The above exception was the direct cause of the following exception:

Traceback (most recent call last):

  File "/usr/local/lib/python3.11/site-packages/asgiref/sync.py", line 349, in main_wrap

    raise exc_info[1]

  File "/usr/src/paperless/src/documents/consumer.py", line 516, in try_consume_file

    document_parser.parse(self.working_copy, mime_type, self.filename)
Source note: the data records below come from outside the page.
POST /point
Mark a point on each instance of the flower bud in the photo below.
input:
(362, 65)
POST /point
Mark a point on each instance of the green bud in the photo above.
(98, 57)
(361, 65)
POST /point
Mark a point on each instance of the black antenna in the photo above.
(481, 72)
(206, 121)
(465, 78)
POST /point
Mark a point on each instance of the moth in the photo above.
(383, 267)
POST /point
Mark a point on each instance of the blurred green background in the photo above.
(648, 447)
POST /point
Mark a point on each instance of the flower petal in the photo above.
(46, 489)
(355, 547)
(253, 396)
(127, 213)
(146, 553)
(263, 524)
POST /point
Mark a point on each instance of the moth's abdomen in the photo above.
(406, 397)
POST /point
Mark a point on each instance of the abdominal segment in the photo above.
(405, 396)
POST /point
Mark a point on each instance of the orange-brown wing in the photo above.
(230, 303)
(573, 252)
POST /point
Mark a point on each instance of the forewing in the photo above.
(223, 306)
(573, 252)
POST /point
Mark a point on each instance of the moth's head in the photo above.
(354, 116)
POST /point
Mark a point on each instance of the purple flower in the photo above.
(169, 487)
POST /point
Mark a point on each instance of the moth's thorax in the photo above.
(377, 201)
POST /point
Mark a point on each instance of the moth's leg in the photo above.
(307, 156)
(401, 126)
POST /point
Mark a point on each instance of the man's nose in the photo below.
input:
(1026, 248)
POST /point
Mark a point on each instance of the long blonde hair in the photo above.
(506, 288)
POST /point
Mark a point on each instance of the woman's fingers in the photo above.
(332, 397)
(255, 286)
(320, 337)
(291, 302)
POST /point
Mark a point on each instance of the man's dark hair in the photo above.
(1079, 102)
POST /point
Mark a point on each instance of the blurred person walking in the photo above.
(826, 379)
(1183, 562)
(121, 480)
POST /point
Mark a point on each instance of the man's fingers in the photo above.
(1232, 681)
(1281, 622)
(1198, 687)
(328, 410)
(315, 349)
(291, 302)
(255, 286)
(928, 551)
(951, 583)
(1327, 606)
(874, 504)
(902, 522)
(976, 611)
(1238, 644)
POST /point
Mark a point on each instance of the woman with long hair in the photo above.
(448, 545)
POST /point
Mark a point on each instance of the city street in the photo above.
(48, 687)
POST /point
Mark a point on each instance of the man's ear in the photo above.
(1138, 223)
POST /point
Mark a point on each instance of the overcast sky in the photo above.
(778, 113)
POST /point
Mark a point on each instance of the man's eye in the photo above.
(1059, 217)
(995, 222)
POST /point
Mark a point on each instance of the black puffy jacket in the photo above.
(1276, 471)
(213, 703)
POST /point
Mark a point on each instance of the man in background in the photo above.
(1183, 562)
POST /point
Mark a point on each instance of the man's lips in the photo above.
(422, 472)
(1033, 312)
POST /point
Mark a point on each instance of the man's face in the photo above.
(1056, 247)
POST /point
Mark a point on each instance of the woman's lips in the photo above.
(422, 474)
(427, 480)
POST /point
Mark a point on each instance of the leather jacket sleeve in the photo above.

  File "/usr/src/paperless/src/paperless_tesseract/parsers.py", line 386, in parse

    raise ParseError(

documents.parsers.ParseError: SubprocessOutputError: Ghostscript PDF/A rendering failed. See logs for more information.
jbarlow83 commented 7 months ago

Using ocrmypdf 16 + Ghostscript 10.02.1, this file can be processed without issue.

It's very likely the error is due to the use of Ghostscript 10.00.0 through 10.02.0, which all contain serious regressions that corrupt PDFs. ocrmypdf 15.4 does not know about these issues.